Deterministic, transition-based parsing has seen a surge of interest over the recent decade, with research efforts targeting Dependency Grammar, Context-Free Grammar, Head-Driven Phrase Structure Grammar (HPSG), and Combinatory Categorial Grammar. Previous work, however, has not applied the transition-based approach to parsing with hand-crafted, largescale unification-based grammars.
Basing our studies on the English Resource Grammar (ERG), we evaluate the feasibility of transferring strategies and methods from other transitionbased approaches to a semantically ‘deep’, hand-crafted HPSG. Our parsing platform, dubbed CuteForce, constitutes a pipeline which assumes pretokenized sentences, and produces syntacto-semantic representations in accordance with the ERG framework. The components in this pipeline include a preprocessing and supertagging stage and a transition-based parsing stage where both deterministic and near-deterministic strategies are evaluated. We evaluate the supertagger in isolation, and compare our overall parsing results to other ERG parsers. This allows us to assess the trade-offs a transition-based parsing approach for large-scale HPSGs may have in terms of parser precision, robustness and efficiency, compared to ‘classic’ parsing approaches.
Both the preprocessing stage and the transition-based parser rely on large amounts of training data. To ensure that we had sufficient linguistic resources for our data-driven platform, the first part of the project was committed to extracting a corpus from Wikipedia, and convert this data to a gold standard treebank (WeScience Treebank) and a ‘silver standard’ parsed corpus (WikiWoods). Utilizing Wikipedia as a linguistic resource has received increased attention, and we expect that the methodology for corpus acquisition presented in this thesis could also prove useful to other research initiatives.

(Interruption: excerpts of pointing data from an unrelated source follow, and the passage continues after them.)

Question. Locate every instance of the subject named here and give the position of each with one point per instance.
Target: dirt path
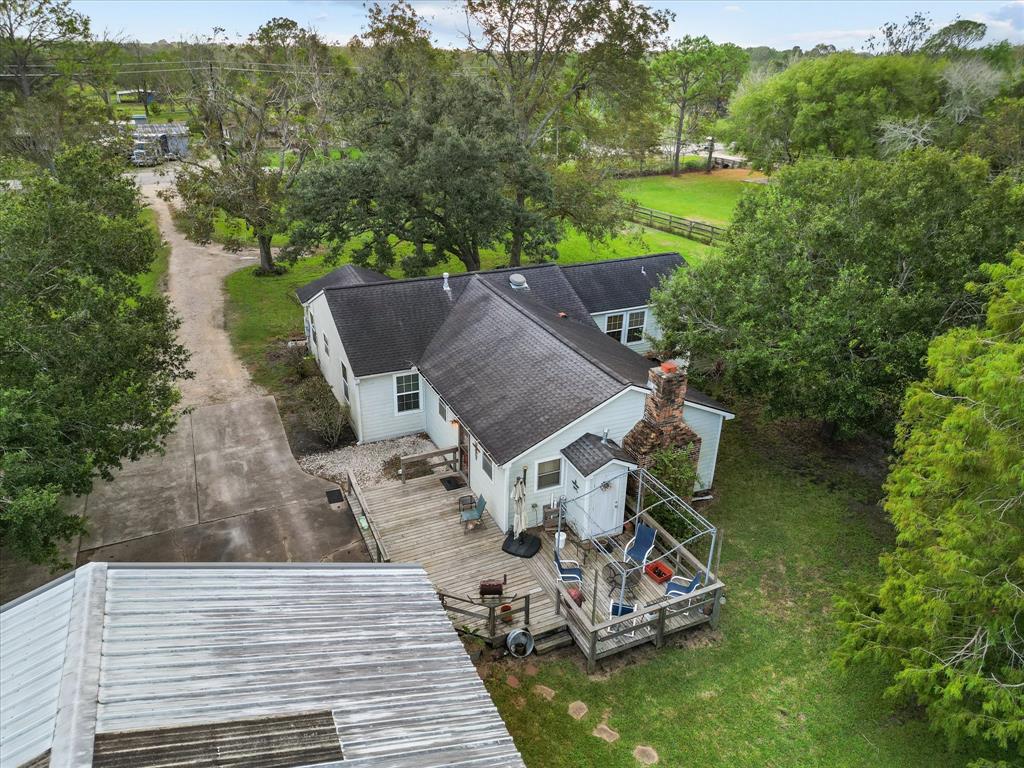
(195, 285)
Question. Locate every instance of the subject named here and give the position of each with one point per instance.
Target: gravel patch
(365, 462)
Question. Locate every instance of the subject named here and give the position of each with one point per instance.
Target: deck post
(659, 629)
(716, 608)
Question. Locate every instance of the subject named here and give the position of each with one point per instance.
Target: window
(634, 331)
(613, 327)
(549, 474)
(407, 392)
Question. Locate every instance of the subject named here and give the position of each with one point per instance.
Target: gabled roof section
(619, 284)
(509, 375)
(347, 274)
(589, 453)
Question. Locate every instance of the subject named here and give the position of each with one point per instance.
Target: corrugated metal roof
(33, 638)
(368, 645)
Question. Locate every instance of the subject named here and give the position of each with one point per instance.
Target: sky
(780, 25)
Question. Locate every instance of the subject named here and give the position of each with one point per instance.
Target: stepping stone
(578, 710)
(544, 691)
(645, 755)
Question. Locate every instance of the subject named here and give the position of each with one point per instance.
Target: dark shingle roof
(617, 284)
(348, 274)
(511, 379)
(589, 454)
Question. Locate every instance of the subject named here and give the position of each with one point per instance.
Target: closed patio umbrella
(518, 507)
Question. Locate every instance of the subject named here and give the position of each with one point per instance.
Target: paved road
(227, 487)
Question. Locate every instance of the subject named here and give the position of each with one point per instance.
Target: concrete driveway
(226, 489)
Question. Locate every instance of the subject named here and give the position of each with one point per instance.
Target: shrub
(322, 412)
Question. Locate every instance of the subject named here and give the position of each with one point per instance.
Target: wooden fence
(371, 537)
(668, 222)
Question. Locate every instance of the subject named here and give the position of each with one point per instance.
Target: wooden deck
(419, 522)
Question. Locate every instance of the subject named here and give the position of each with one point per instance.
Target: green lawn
(761, 692)
(152, 282)
(710, 198)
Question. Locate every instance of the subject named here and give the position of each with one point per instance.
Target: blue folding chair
(641, 545)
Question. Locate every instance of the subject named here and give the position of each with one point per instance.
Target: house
(242, 665)
(532, 373)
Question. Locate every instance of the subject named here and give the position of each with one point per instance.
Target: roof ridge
(623, 258)
(565, 342)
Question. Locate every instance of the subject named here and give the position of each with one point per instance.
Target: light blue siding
(709, 427)
(378, 415)
(619, 416)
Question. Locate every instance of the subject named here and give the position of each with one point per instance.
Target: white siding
(650, 327)
(331, 357)
(709, 427)
(380, 421)
(617, 416)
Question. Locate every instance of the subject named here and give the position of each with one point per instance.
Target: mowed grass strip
(760, 691)
(705, 197)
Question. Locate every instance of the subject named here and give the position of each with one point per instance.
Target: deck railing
(489, 614)
(652, 624)
(360, 511)
(448, 458)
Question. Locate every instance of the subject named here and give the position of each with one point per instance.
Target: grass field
(760, 691)
(152, 282)
(710, 198)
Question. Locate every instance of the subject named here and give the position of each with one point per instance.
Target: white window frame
(395, 393)
(628, 327)
(608, 332)
(537, 473)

We find that large amounts of ‘silver standard’ training data allows us to train a supertagger that reaches a previously unmatched level of supertagging accuracy for the ERG. Further, our evaluation shows that although the transition-based parser does not obtain state-of-the-art accuracy, it still reaches a high level of accuracy, coupled with much higher parsing efficiency than other parsers based on the same grammar, making it a suitable choice amongst others when speed has high priority.